Humor Detection: A Transformer Gets the Last Laugh
This addresses humor identification for natural language processing applications, but is incremental as it extends existing humor detection tasks with a new dataset and model.
The paper tackles humor detection in text by proposing a new task of assessing joke humor using a Transformer model trained on 16,000 Reddit ratings. It achieves results comparable to human performance and outperforms previous work with F-measures of 93.1% on puns and 98.6% on short jokes.

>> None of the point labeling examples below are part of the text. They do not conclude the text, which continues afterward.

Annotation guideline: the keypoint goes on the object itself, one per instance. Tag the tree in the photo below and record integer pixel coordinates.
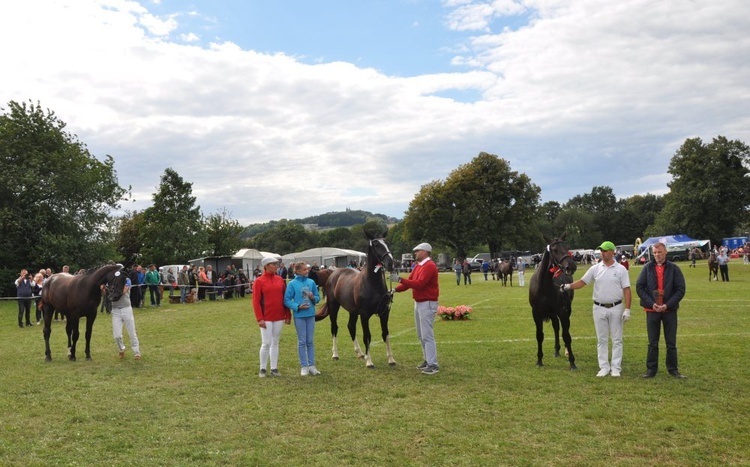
(483, 202)
(605, 208)
(709, 194)
(173, 228)
(55, 196)
(223, 233)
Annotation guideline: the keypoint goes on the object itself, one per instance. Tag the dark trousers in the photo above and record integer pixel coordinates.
(724, 270)
(24, 307)
(654, 323)
(155, 296)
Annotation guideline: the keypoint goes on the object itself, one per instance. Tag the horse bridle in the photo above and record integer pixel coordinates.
(387, 253)
(555, 262)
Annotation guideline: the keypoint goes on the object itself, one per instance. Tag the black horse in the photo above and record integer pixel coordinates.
(548, 302)
(363, 294)
(75, 297)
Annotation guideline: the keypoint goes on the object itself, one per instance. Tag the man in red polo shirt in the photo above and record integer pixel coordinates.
(423, 282)
(660, 287)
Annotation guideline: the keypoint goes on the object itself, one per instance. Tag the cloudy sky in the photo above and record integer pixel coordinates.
(284, 109)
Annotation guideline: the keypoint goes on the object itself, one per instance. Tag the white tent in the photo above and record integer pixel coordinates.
(326, 256)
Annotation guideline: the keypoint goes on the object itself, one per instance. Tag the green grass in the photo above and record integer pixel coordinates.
(196, 399)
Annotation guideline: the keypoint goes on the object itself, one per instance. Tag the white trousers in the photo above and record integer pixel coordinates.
(424, 319)
(269, 346)
(608, 323)
(120, 317)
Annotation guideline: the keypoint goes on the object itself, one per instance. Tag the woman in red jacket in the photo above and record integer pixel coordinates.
(268, 304)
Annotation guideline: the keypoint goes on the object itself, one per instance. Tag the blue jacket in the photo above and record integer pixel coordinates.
(674, 285)
(293, 296)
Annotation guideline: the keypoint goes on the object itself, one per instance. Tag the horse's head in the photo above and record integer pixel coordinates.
(116, 284)
(381, 254)
(559, 256)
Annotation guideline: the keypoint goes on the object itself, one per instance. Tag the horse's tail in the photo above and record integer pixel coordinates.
(322, 313)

Much previous work has been done in attempting to identify humor in text. In this paper we extend that capability by proposing a new task: assessing whether or not a joke is humorous. We present a novel way of approaching this problem by building a model that learns to identify humorous jokes based on ratings gleaned from Reddit pages, consisting of almost 16,000 labeled instances. Using these ratings to determine the level of humor, we then employ a Transformer architecture for its advantages in learning from sentence context. We demonstrate the effectiveness of this approach and show results that are comparable to human performance. We further demonstrate our model's increased capabilities on humor identification problems, such as the previously created datasets for short jokes and puns. These experiments show that this method outperforms all previous work done on these tasks, with an F-measure of 93.1% for the Puns dataset and 98.6% on the Short Jokes dataset.